Neptune documentation says they support "Set" property cardinality only on property data imported via CSV, which means there is no way that a newly arrived property value could overwrite the old property value on the same vertex, on the same property.
For example, if the first CSV imports
~id,~label,age
Marko,person,29
then Marko has a birthday & a second CSV imports
~id,~label,age
Marko,person,30
'Marko' vertex 'age' property will contain both age values, which doesn't seem useful.
AWS says this (collapsing Set to Single cardinality properties (keeping the last arrived value only) needs to be done with post-processing, via Gremlin traversals.
Does this mean that there should be a traversal that continuously scanning Vertexes with multiple (Set) properties and set the property once again with Single cardinality, with the last value possible?

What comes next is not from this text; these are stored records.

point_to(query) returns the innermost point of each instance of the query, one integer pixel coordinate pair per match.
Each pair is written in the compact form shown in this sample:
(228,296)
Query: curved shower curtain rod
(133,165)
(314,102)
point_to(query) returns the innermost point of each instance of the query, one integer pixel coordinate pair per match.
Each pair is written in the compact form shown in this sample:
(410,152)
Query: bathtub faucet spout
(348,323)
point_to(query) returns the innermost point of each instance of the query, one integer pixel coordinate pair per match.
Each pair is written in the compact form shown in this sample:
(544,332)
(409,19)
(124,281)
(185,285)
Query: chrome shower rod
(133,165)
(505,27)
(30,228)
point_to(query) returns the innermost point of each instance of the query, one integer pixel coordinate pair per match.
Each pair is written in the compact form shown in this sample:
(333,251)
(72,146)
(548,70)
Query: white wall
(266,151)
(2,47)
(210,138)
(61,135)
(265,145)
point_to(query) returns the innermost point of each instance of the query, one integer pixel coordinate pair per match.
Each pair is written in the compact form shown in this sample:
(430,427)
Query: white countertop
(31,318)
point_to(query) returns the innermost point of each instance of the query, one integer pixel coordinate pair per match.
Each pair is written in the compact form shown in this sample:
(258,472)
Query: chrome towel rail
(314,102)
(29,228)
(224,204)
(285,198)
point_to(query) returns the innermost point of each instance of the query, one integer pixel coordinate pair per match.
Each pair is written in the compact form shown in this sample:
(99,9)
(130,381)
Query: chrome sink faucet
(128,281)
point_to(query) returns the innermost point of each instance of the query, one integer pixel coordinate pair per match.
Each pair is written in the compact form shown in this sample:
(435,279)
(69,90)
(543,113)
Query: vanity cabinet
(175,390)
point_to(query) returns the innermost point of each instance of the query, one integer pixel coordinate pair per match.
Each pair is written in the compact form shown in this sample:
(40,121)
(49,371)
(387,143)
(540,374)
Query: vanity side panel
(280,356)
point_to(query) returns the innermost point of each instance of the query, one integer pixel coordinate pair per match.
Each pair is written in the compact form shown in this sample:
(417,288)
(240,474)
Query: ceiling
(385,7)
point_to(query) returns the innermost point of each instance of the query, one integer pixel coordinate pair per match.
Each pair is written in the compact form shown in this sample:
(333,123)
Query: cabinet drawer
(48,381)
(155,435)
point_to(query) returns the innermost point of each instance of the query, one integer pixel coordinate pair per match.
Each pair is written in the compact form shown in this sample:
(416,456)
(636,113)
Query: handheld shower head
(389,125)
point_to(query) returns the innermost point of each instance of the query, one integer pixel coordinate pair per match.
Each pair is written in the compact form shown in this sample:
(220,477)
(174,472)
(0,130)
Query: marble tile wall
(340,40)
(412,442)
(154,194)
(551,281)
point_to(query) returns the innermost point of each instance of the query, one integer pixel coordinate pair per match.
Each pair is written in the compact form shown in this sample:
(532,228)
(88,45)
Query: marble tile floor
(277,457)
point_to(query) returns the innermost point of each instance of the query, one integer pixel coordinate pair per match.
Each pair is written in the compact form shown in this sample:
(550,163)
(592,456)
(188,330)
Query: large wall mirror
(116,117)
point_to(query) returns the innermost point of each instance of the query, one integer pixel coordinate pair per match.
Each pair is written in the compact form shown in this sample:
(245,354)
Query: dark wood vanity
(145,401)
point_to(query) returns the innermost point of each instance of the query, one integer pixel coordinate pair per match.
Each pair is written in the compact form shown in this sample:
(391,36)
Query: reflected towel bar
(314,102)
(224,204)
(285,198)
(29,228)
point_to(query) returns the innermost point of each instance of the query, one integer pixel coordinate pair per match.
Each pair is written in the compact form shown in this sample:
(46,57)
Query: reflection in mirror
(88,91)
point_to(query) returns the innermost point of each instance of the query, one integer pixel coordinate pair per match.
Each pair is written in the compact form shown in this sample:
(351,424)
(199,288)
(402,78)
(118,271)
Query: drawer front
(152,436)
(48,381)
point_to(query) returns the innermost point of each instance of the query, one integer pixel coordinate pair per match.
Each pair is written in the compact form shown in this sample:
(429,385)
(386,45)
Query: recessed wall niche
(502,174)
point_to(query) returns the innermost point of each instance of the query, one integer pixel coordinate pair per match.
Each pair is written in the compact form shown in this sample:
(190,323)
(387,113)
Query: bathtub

IF so, what is the optimal Gremlin query to do do that?
In pseudo-Gremlin i'd imagine something like:
g.V().property(single, properties(*), _.tail())
Is there a guarantee at all that Set-cardinality properties are always listed in order of arrival?
Or am i completely on the wrong track here.
Any help would be appreciated.
Update: So the best thing i was able to come with up so far is still far from a perfect solution, but it still might be useful for someone in my shoes.
In Plan A if we happen to know the property names and the order of arrival does not matter at all (just want single cardinality on these props), the traversal for all vertexes could be something like:
g.V().has(${propname}).where(property(single, ${propname}, properties(${propname}).value().order().tail() ) )
The plan B is to collect new property values under temporary property names in the same vertex (eg. starting with _), and traverse through vertexes having such temporary property names and set original properties with their tailed values with single cardinality:
g.V().has(${temp_propname}).where(property(single, ${propname}, properties(${temp_propname}).value().order().tail() ) ).properties('temp_propname').drop()
The Plan C, which would be the coolest, but unfortunately does not work, is to keep collecting property values in a dedicated vertex, with epoch timestamps as property names, and property values as their values:
g.V(${vertexid}).out('has_propnames').properties()
==>vp[1542827843->value1]
==>vp[1542827798->value2]
==>vp[1542887080->latestvalue]
and sort the property names (keys), take the last one, and use its value to keep THE main vertex property value up-to-date with the latest value:
g.V().has(${propname}).where(out(${has_these_properties}).count().is(gt(0))).where(property(single, ${propname}, out(${has_these_properties}).properties().value( out(${has_these_properties}).properties().keys().order().tail() ) ) )
Looks like the parameter for value() step must be constant, it can't use the outcome of another traversal as parameter, so i could not get this working. Perhaps someone with more Gremlin experience know a workaround for this.